Não demorou para a discussão chegar na América Latina. O continente que parecia que decolaria no pós-guerra caiu em desgraça na década de 1980. Por aqui a recessão tomou ares de década perdida e a inflação virou hiperinflação. Quase todos os estados do Continente estavam falidos, a exceção era o Chile, cujo o ditador, infelizmente ditadores já era moda por estas bandas, no lugar de um desenvolvimentismo como o desposado por nossos ditadores, implementou políticas de inspiração liberal. Como forma de oferecer uma alternativa para países em desenvolvimento, especialmente os da América Latina, o economista John Williamson reuniu vários economistas em Washington para criar uma agenda de consenso que levasse a estabilização e ao crescimento.
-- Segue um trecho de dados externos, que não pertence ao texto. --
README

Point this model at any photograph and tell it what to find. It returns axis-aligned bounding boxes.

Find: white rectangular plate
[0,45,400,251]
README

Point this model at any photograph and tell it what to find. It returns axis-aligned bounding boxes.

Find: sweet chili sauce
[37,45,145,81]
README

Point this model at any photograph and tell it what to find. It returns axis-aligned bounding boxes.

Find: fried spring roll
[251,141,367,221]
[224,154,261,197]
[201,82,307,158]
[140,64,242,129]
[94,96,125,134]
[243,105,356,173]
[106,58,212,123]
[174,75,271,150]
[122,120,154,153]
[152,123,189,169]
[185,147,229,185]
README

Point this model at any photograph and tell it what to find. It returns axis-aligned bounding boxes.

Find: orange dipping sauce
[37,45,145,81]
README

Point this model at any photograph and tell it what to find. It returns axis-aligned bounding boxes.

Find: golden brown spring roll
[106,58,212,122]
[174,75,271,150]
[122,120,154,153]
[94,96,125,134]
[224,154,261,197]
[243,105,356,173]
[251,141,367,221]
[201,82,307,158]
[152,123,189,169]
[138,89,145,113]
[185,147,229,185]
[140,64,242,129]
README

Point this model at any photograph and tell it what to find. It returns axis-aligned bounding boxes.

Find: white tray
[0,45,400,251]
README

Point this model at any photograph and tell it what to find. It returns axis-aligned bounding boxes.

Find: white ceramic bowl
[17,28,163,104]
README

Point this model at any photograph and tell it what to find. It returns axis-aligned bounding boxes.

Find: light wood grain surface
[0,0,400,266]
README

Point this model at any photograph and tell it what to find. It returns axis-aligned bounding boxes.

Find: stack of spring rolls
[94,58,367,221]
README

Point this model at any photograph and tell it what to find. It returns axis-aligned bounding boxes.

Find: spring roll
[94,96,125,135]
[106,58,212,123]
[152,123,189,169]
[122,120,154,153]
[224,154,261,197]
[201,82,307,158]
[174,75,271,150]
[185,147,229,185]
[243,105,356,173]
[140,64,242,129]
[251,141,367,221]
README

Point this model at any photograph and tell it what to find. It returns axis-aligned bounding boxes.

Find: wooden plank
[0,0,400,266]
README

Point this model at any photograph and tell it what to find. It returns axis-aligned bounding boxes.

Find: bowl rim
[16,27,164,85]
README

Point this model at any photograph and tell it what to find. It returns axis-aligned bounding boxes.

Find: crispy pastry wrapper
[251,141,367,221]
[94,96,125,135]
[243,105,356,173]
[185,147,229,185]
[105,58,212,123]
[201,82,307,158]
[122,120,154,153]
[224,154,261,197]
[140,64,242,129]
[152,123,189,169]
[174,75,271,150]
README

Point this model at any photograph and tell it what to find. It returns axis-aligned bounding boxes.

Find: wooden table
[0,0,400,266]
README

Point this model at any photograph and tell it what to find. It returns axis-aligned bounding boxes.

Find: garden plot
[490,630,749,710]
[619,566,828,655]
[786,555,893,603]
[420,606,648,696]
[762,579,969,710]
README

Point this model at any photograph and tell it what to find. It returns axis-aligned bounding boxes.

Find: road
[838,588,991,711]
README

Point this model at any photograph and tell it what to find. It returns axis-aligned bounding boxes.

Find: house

Como tratava-se de um consenso e aconteceu em Washington as recomendações ganharam o nome de Consenso de Washington, um erro fatal, salvo engano foi Gustavo Franco quem disse que se o encontro tivesse sido em Havana teríamos um Consenso de Havana cujo a implementação seria bandeira das esquerdas do continente, mas não foi o caso.

O Consenso de Washington passou a ser cara do neoliberalismo na América Latina. Isso explica porque liberais, mesmo os neoliberais inspirados na Sociedade Mont Pèlerin passaram a rejeitar e não reconhecer o rótulo de neoliberal. Os princípios abstratos discutidos por pensadores geniais deram nome a um conjunto de dez medidas para recuperar a economia dos países da América Latina destruídas após anos de desenvolvimentismo, nacionalismo e populismo. Deixemos de coisas e cuidemos da vida, dizia o poeta, no lugar de falar das medidas em abstrato vamos apresentar e comentar cada uma delas (link aqui):

1. Disciplina fiscal, o governo deve evitar déficits grandes em relação ao PIB.
Reparem que não se trata de proibir déficits ou coisa do tipo, a recomendação é quase que mandar tomar canja de tão básica. Nem mesmo é dito que o déficit deve ser evitado com cortes de gastos, apenas que déficits grandes devem ser evitados. Discordar disso é dizer que o governo não deve nem mesmo tentar evitar déficits grandes, creio que nem mesmo o pessoal do “gasto corrente é vida” discordaria dessa recomendação, pelo menos não em público.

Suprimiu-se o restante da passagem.